Why are you so jealous. This comes down to jealousy that they are all focused on jessica and not you. Well sorry to burst your bubble but that is exactly what most normal grandparents do to their grand child. Let them do that once a week, and let them focus on jessica. This is important to the grandparents they cooled down to once a week. That is not much to ask of you, is it?
Joe
tinsign
Mar 17, 2007, 04:28 AM
Whoa nelly, Hun first as a grandparent myself I must say that when we go overboard with grandkids it is only because we love them so dearly.
What is wrong with the pictures, singing, and just enjoying your child?
What is wrong in them wanting to make sure she can go to college or whatever later? You should be happy that they do show this love and caring. What if later your child had to forget her hopes and dreams because there might not be adaquate finances available?
I also spend more time in being there with my grandchildren more than my son and his wife.. THEY ARE MATURE and understand that that time is precious to me.
YOU must realise that grandparents only have so much time and we know this to be with loved ones the years past far to quickly... and speaking for myself now " i want my grandchildren to have lots of happy memories with me when i was alive".
Now how can you say that that is wrong? Are you maybe feeling that it is a competition?
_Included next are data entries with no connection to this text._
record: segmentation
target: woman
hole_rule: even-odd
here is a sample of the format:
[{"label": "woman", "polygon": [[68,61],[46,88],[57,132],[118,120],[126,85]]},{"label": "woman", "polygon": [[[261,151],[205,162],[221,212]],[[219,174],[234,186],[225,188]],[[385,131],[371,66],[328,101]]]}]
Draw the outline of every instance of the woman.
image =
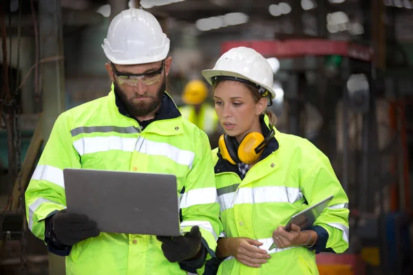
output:
[{"label": "woman", "polygon": [[[328,159],[273,126],[265,111],[275,97],[273,74],[261,54],[231,49],[202,75],[225,131],[213,151],[223,226],[218,274],[317,274],[315,253],[348,248],[348,199]],[[291,216],[330,195],[310,228],[285,230]]]}]

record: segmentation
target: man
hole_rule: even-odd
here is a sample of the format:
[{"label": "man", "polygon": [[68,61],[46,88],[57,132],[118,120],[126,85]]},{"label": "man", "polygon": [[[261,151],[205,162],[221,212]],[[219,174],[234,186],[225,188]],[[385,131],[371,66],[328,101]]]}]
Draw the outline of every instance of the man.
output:
[{"label": "man", "polygon": [[[67,256],[69,274],[202,273],[219,231],[213,164],[206,135],[165,91],[169,40],[153,15],[131,8],[113,19],[103,47],[112,90],[56,120],[25,192],[29,228]],[[87,217],[65,212],[65,168],[174,174],[188,233],[100,232]]]},{"label": "man", "polygon": [[[186,104],[179,111],[191,122],[208,135],[212,148],[218,146],[220,134],[218,133],[218,118],[214,108],[206,102],[208,88],[200,80],[189,81],[184,88],[182,100]],[[214,146],[215,145],[215,146]]]}]

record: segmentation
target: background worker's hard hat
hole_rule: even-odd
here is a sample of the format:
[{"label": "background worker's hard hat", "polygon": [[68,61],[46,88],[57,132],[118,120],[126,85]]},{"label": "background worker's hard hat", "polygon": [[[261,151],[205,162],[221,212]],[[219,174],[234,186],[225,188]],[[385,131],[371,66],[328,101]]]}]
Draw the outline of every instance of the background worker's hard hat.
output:
[{"label": "background worker's hard hat", "polygon": [[131,8],[112,21],[102,47],[114,64],[150,63],[167,57],[169,39],[155,16]]},{"label": "background worker's hard hat", "polygon": [[198,105],[205,101],[208,97],[208,87],[202,80],[189,81],[184,88],[182,101],[190,105]]},{"label": "background worker's hard hat", "polygon": [[222,54],[212,69],[204,69],[202,76],[212,85],[215,76],[225,76],[249,80],[265,88],[275,98],[273,89],[274,72],[268,61],[253,49],[234,47]]}]

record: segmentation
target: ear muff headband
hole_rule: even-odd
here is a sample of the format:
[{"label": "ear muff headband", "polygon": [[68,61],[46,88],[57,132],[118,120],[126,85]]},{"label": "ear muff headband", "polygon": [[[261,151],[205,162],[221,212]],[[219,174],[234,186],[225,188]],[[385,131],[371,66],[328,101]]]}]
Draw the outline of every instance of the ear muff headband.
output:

It 's not you know.. Us grandparents knowq you are the parents but at the same time DON'T TAKE THAT PRECIOUS TIME THEY HAVE LEFT AWAY FROM THEM
tinkerbell77
Apr 2, 2007, 09:49 AM
I'd like to say, I know where you are coming from! You don't want to feel annoyed and stressed every time you are in the situation. I would just put up boundry's. I agree with the other post, they just want to love there grandchild. But maybe if it's overwhelming you could kindly ask that they don't spend as much money, or ask your approval on gifts before buying. Then if you want some time with them where they focus isn't on your child. Try making a dinner night once a month that your daughter stays with a sitter. I think it's still completely understandable to want a relationship of your own with out the cooing all the time.
ScottGem
Apr 2, 2007, 10:31 AM
I strongly suspect there is more to this then you have told us. I have a feeling the tensions existed before you had their grandchild.
But frankly, like the others, I don't see anything to complain about here. You asked them to tone things down and they did, so they are not going overboard. You also don't say how old Jessica is, or whether this is their only grandkid, which makes a difference.
But I think you should be happy they want to help.